A federal district court in Washington state ruled against a Tacoma for-profit immigration detention center in a minimum wage suit Tuesday, ordering its owners to pay $5.9 million in unlawful gains earned against single-dollar wages since 2005, as well as $17.3 million in back wages owed to detainee workers. The detention center’s owners, The GEO Group, were found liable for paying wages far below the Washington state minimum wage to immigration detainee workers at the Northwest ICE Processing Center, a for-profit detention center that houses detainees undergoing proceedings to determine their immigration status.

The GEO Group was accused by the Washington Attorney General of paying immigrant detainees $1 per day to work in most non-security roles at the center, including laundry, scrubbing bathrooms, waxing floors, and both cooking and serving three meals a day.
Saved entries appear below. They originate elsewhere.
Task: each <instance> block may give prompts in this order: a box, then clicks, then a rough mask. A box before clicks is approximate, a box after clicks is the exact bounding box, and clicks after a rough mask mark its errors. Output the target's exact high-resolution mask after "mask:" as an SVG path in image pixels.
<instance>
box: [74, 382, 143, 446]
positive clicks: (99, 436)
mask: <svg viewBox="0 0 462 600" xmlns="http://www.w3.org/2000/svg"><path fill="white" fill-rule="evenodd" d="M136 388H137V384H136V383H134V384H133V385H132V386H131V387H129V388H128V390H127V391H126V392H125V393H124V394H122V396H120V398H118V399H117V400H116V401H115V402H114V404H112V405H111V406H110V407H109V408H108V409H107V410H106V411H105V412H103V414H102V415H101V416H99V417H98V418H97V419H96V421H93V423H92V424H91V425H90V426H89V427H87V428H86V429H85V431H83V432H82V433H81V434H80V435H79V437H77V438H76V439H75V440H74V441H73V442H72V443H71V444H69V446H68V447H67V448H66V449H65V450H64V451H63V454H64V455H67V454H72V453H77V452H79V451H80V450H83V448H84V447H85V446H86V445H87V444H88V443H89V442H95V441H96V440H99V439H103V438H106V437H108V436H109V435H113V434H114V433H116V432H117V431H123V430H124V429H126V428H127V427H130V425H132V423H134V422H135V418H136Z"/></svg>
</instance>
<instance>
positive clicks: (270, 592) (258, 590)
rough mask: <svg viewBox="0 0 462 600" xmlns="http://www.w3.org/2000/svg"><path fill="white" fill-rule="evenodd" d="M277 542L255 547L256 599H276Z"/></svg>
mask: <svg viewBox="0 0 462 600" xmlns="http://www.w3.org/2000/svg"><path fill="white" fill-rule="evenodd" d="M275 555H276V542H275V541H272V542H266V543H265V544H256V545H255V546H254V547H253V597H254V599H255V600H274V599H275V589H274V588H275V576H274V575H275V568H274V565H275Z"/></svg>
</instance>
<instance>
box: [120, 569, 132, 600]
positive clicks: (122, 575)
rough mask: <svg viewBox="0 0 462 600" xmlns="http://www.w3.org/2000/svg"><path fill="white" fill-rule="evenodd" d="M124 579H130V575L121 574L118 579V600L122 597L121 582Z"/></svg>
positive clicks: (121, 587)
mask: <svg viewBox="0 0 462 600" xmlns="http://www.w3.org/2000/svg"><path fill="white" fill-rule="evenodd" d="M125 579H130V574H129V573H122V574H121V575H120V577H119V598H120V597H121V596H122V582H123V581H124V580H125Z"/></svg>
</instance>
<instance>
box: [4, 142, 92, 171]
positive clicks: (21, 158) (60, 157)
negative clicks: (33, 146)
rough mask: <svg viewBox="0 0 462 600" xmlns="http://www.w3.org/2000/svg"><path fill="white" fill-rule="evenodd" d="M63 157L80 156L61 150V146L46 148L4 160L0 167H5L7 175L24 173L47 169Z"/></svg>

U.S. District Court Judge Robert Bryan of the Western District of Washington ordered that GEO pay $5.9 million, or roughly the total unlawful gains from this wage scheme since 2005. An additional $16.7 million was ordered to be paid in back pay to more than 10,000 class action plaintiffs who had worked for the center since 2014.

The Northwest ICE Processing Center had received attention earlier this year for being the only facility in Washington to be affected by Governor Jay Inslee’s April legislation banning for-profit detention centers. As such, the center will be shut down before 2025, when GEO’s contract with ICE expires. While President Biden ordered the US Attorney General to not renew contracts with privately operated criminal detention facilities in January, this order did not extend to immigration detention centers contracted with the Department of Homeland Security.

The Northwest ICE Processing Center is the fourth-largest immigration detention center in the US and can hold 1,575 detainees. Additionally, thousands more noncitizens are held in other ICE detention centers across the United States while in removal proceedings or to effect departure following an immigration judge’s order of removal.